I just stopped by because I was rolling my eyes and needed someone to roll them at.
I can't link the blog in question, because the blogger and I have mutual acquaintances. She had several interesting posts, though I got impatient when she claimed that science fiction presents a future where men and women are always utterly different bla bla, which of course is the opposite of the truth if you're talking about anything published in the last 15 years or maybe longer. Those novels always have women engineers and space soldiers and everything and we're supposed to believe that an advanced technological civilization can survive with men being deprived of fatherhood and expected to "compete" with women, and that women will continue to allow feminism to deprive them of everything that might actually make them happy, and that women will basically morph into men with tits, suddenly good at all the things they are currently mostly pretty bad at.
But what I need to vent about was her post about shampoo. Yes, shampoo. She has this one post about how she was in a good mood until she went to the drugstore and saw how sexist the packaging for shampoo is. You know, all the women's shampoos were in pastel colors and had swirly things and the men's were in red and black and had sharp angles on the labels. And oh the oppression of it just overwhelmed her! How can we ever be free when those monstrous companies put our shampoo in pink bottles? Teh horror!
I dunno, I just can't feel it. Yeah, my shampoo is in this cream colored bottle with swirly things on it, but I can't say I feel particularly oppressed. I used to use Brut shampoo, years ago, because I liked the scent, so I guess I broke free of all that patriarchal packaging or something. Before writing this I glanced over the various products I use, and she's full of it. A lot of them have gender-neutral packaging - deodorant, for example. I mean, there's Secret and Axe, but a lot of them aren't marketed to any particular gender, they're just there. How about Sure? It's for everyone, even the Statue of Liberty!
As a tangent: that statue should've been a dude. It's men who make liberty possible by defending it. But that was long before feminism and it was traditional for symbolic statues to be female; the British have Lady Justice.
Now, this is partly because a middle-aged single woman is more interested in health than in being attractive. My shampoo is scientifically proven to be awesome. My soap is also gender-neutral, and I picked it because it doesn't have added perfume or anything, as I'm allergic to some perfumes.

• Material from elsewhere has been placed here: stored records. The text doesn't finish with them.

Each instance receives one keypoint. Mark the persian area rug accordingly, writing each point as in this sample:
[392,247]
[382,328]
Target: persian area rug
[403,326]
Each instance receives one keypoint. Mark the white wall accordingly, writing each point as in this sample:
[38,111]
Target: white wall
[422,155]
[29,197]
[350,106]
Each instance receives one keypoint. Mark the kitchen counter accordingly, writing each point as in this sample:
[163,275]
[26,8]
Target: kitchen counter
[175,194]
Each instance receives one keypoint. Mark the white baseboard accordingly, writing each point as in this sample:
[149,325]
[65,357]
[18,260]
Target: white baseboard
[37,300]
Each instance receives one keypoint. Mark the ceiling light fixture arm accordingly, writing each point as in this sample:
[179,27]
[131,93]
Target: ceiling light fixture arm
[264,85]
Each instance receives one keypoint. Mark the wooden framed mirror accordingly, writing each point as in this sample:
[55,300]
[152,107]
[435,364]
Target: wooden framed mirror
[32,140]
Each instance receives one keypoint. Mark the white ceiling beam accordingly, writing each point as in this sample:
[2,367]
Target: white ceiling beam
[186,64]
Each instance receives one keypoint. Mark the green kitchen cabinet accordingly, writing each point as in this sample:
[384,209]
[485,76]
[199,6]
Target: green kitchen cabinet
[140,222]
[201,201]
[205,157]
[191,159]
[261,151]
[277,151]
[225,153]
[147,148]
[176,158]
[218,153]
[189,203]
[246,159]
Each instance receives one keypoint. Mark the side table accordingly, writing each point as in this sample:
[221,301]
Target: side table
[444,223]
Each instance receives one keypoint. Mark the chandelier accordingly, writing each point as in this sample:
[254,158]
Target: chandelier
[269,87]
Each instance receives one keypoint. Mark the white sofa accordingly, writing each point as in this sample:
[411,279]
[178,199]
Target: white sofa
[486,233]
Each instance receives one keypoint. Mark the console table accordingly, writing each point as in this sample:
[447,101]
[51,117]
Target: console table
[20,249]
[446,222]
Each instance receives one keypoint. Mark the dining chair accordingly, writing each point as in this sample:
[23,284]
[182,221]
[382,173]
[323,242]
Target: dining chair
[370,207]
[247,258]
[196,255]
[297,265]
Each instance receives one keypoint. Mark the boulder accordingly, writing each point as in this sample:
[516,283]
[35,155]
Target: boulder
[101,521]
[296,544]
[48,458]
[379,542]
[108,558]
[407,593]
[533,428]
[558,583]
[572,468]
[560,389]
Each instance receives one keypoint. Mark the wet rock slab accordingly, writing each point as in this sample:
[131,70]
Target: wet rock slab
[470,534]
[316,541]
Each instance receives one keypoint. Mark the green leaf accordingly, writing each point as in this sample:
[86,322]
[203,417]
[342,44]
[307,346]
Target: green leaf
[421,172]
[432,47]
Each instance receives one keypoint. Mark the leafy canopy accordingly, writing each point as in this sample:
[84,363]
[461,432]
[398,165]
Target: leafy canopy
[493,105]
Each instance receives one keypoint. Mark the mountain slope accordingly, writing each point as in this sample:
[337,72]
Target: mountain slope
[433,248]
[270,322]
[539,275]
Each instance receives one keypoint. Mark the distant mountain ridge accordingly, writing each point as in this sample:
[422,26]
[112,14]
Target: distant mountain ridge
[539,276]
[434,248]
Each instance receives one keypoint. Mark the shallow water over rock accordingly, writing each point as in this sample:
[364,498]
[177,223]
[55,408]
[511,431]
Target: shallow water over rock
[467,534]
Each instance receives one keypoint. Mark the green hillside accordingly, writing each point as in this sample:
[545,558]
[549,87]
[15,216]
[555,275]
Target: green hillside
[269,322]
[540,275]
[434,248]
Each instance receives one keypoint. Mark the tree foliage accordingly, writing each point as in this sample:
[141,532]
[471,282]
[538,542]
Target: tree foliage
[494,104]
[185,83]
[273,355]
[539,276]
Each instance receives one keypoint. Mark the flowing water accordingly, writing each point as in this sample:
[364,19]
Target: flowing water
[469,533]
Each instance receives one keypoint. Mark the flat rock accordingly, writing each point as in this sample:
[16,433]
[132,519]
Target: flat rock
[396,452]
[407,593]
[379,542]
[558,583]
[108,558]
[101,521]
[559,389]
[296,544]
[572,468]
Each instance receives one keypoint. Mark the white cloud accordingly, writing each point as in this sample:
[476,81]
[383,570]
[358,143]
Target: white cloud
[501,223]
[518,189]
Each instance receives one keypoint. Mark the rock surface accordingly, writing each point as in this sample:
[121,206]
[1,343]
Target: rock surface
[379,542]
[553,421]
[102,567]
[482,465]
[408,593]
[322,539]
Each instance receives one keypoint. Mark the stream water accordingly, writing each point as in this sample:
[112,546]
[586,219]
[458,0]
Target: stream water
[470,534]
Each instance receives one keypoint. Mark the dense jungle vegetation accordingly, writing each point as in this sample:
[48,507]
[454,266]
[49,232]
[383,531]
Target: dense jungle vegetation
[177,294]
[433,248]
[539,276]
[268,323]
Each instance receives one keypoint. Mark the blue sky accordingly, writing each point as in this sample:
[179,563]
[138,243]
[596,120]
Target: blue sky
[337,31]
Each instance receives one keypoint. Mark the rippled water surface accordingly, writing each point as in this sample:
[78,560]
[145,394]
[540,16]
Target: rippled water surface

And so on.
But nothing's stopping her from buying the same gender-neutral products which she apparently didn't even see in her drugstore, even though I've never seen a store that lacked them, or from buying the guys' stuff. And she's claiming that her good mood was ruined by seeing a few pink bottles? Lady, your problem isn't male chauvinism, it's a Prozac deficiency.
Actually, her syndrome is not unique. Liberals, in order to get into power, have trained people to see oppression everywhere. We MRA's are constantly bombarded with bullshit about how women are equal to men, but liberals manage not to notice this and instead will find, even in the most misandrist message, some little thing they can interpret as sexist. The same with race; the fight against racism has long since dispensed with demanding that everyone be judged by the content of their character instead of the color of their skin and instead has become basically reverse racism, with white people always presented as evil and greedy and so on with black people always being warm-hearted, wholesome, honest, etc. But even though TV shows and movies present most criminals as white even though that's not how it is in reality and constantly gives us black or Latino people in brainy professions which are currently dominated by whites and Asians - there's even a burglar alarm commercial which shows a white burglar trying to break into a black family's home - still nonwhites who feel like being sensitive can always find racism somewhere in the most anti-white propaganda bullshit. Example: the movie Avatar, which was about how white people are so greedy and sadistic that they'll kill lots of sentient beings just to make a profit. (This is of course what liberals literally believe.) The only way to atone for being white is to get yourself up in blueface and betray your own race for nonwhite critters voiced by nonwhite actors. This is completely unambiguous anti-white progaganda, yet the reaction I saw from numerous nonwhite bloggers was how racist it was that the blue kittycats needed a white guy to lead them.
My point being, liberals can find imaginary oppression anywhere. There is literally nothing you white men can do which they will not find a way to interpret as racist and sexist. There is no way you can win this game.
Which is a mistake on their part, because when enough white men wake up to this fact and stop playing the game, the result is going to be massively unpleasant for everyone.
Anyway, back to this airheaded blogger. She insisted that if any girls' shampoo was sold in a black bottle with angular designs, all the women would buy it.
This, I submit, is bullshit. Corporations will do anything that will make them money - that is, anything short of killing sentient blue kittycats. If people would buy shampoo with photographs of excrement on the label, that would be in the stores by tomorrow. If women would buy shampoos or other products that were designed to look like men's products, such packaging would already be in the store. If women are sold stuff in pastel bottles, it's because they buy stuff in pastel bottles.